Typical trend for life expectancy at birth

The first use for this information is to show that life expectancy is growing along with medical and technical improvements, and also that women live longer than men. But how is it calculated ?

Intuition is not always a good idea

My first intuition was that they are tracking deaths for population born at a specific year and that they are taking an average of the age of people when they died: problem solved.

The problem with that approach is that you have to wait for all people born a specific year to die. I’m born in 1975 so I would have to wait until around 2090 to know what my life expectancy is. And here’s the major issue: I also have to wait to be dead to be able to compute it. My naive intuition was correct when we look far in the past, but it seems inefficient to predict how many years I may expect to live from now.

Basic research is often discouraging

Starting with Wikipedia in French (I’m French, and you might have another formula according to your language) I had this formula :

pi being the probability to survive at age i.

If you are not used to mathematics, you’ll probably give up at this stage: this seems too theoretical and we should be able to find a more practical way to compute life expectancy. I went then on the INSEE website which is our national institute for statistics and economics. They produce a lot of data about demography. The data is easy to find and you can visualize and download the results as trends or tables. But how did they proceed to get this data is more complex too find out. They provide a lot of documents about methodology and it’s difficult to find a relation between a data projection and the calculation that created it.

Looking for example: an entry point?

I started a research on life expectancy using ‘how to’, ‘example’, or ‘tutorial’ as key words: it gave me better results. I found a document that explains how they actually calculate life expectancy in the United States.

Here’s the link to the document: https://www.cdc.gov/nchs/data/nvsr/nvsr61/nvsr61_03.pdf

United States Life Table,2008

In the document, I learned new important key words:

Life table
Mortality rate

I also understood the following: when you want to compute life expectancy for a given year you need to focus on the deaths that occurred during that year. Since these are large populations, you have a great number of deaths every year, with people dying at every age from 0 to one hundred and more. You can start to create a table that shows for each year the number of people who died at that age.

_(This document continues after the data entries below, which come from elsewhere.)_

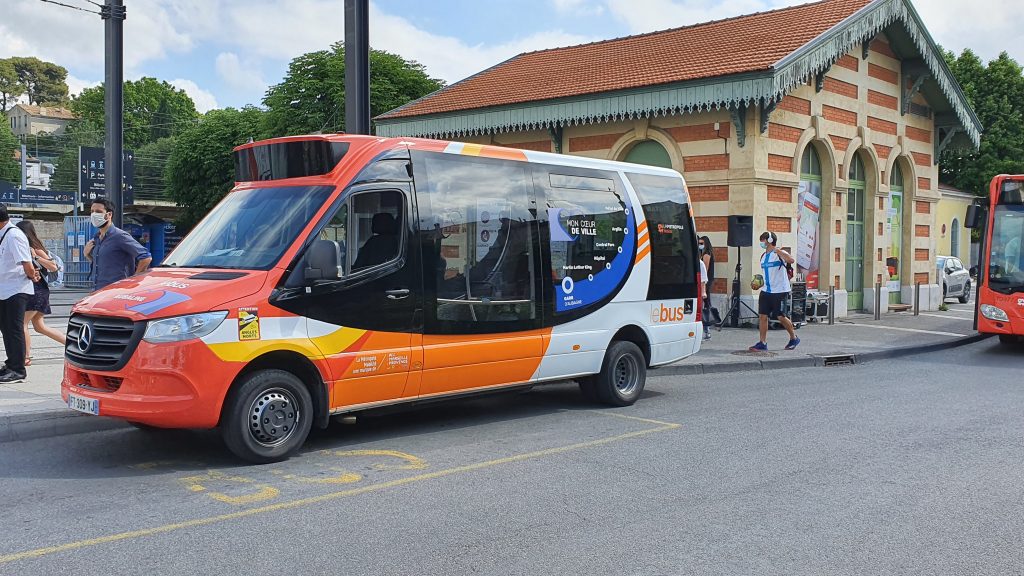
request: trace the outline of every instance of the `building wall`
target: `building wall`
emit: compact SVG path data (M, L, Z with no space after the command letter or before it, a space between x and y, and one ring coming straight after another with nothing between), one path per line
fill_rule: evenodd
M21 108L13 108L7 112L7 123L15 136L34 134L63 134L68 121L59 118L43 118L32 116ZM12 122L13 121L13 122Z
M964 266L971 267L971 231L964 228L964 217L967 215L967 207L974 203L974 197L966 194L944 193L942 199L936 206L937 230L936 254L942 256L956 256ZM954 220L960 228L960 250L953 254L953 226ZM945 230L943 230L945 226Z
M865 166L864 278L865 306L876 282L888 280L886 260L899 259L903 301L910 286L936 282L935 255L938 166L933 161L934 120L900 112L901 62L884 36L870 44L867 59L860 49L847 54L826 74L818 92L813 81L787 95L760 132L760 111L747 112L746 142L726 110L644 118L565 128L562 151L568 154L622 160L645 140L661 143L672 167L687 181L694 202L698 233L716 247L714 294L730 290L737 251L727 248L728 216L754 217L758 231L779 235L780 247L793 251L797 234L797 190L800 159L812 146L822 165L822 207L819 227L819 289L834 286L837 313L846 313L845 297L855 289L846 278L847 198L850 166L860 155ZM912 84L908 82L908 85ZM917 95L914 102L927 105ZM554 151L547 131L482 136L473 142L531 150ZM891 254L886 226L889 178L899 164L904 177L901 254ZM969 245L968 243L964 243ZM742 251L741 293L750 296L759 247ZM937 288L935 288L937 290ZM883 298L888 302L888 298ZM929 307L935 300L929 297ZM937 300L934 302L937 306ZM888 306L888 304L883 304ZM933 306L932 306L933 307Z

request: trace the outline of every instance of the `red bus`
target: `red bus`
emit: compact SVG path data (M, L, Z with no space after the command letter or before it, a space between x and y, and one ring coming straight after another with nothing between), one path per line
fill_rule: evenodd
M1024 340L1024 175L1000 175L989 185L988 206L967 211L969 228L981 228L978 331L1004 344Z

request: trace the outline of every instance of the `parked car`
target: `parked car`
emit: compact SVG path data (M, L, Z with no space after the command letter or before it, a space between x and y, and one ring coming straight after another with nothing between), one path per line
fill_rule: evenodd
M971 300L971 274L959 258L939 256L935 259L942 283L942 300L956 298L961 304Z

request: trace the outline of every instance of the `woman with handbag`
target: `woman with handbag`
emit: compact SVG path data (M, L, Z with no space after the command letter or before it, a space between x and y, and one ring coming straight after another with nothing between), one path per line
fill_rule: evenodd
M17 226L28 238L29 250L32 252L32 258L40 272L39 281L33 284L35 293L29 296L28 304L25 306L25 365L30 366L32 364L32 340L28 330L29 324L35 327L36 332L62 345L67 343L67 337L47 326L44 319L50 313L50 285L46 281L46 276L48 272L57 271L57 263L46 250L39 235L36 234L35 225L28 220L22 220L18 222Z

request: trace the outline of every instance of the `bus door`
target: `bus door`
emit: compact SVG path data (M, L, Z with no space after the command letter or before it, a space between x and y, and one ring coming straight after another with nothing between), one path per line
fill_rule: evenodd
M545 336L529 165L414 160L427 300L420 396L530 381Z
M354 187L317 239L338 244L342 278L300 297L326 357L331 406L414 396L421 362L422 273L408 183Z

Life expectancy is projected from the deceased for one year: it doesn’t represent a reality but a statistical estimation. This doesn’t seems to be really intuitive and you can have some doubts how effective it is. In practice, statistical estimation often gives a good idea of what you can expect. Here’s an example: If you roll a dice and you count for 1000 rolls the number of times you got a 6, you’ll end up with a number close to 167 (if your dice is standard). Dividing this number by 1000 will give you a good probability to get a 6 when rolling the dice. The more dices you roll, the more accurate your result will be. Comparing a life table to a dice, the different ages of deaths are the different numbers of the dice (there will be around 120 different numbers on that dice) and the amount of deaths at each age divided by the total number of deaths of a year will represent the probability to die at that age.

Of course this projection cannot predict the future and you have to consider that the conditions won’t change. Tracking that information from year to year helps to understand the evolution of this projection.

A that point, I had a better understanding of the problem but trying to understand the life table, I discovered a key column named qx which is described as:

“Column 2. Probability of dying (qx) — Shows the probability of dying between ages x and x + 1. For example, for males in the age interval 20–21 years, the probability of dying is 0.001225 (Table 2). This column forms the basis of the life table; all subsequent columns are derived from it.”

The definition wasn’t giving any indication of how it was computed. I needed to search deeper…

Digging further using new key words

I used the name of the column as key word when searching the web: something like “how to calculate the qx column of a life table”.

And this is how I came up with a new document giving new clues about how to create a life table.

This is an important lesson: at the beginning of a research you don’t have the right key words: your first questions won’t help you to find the answers but the unlocking key words.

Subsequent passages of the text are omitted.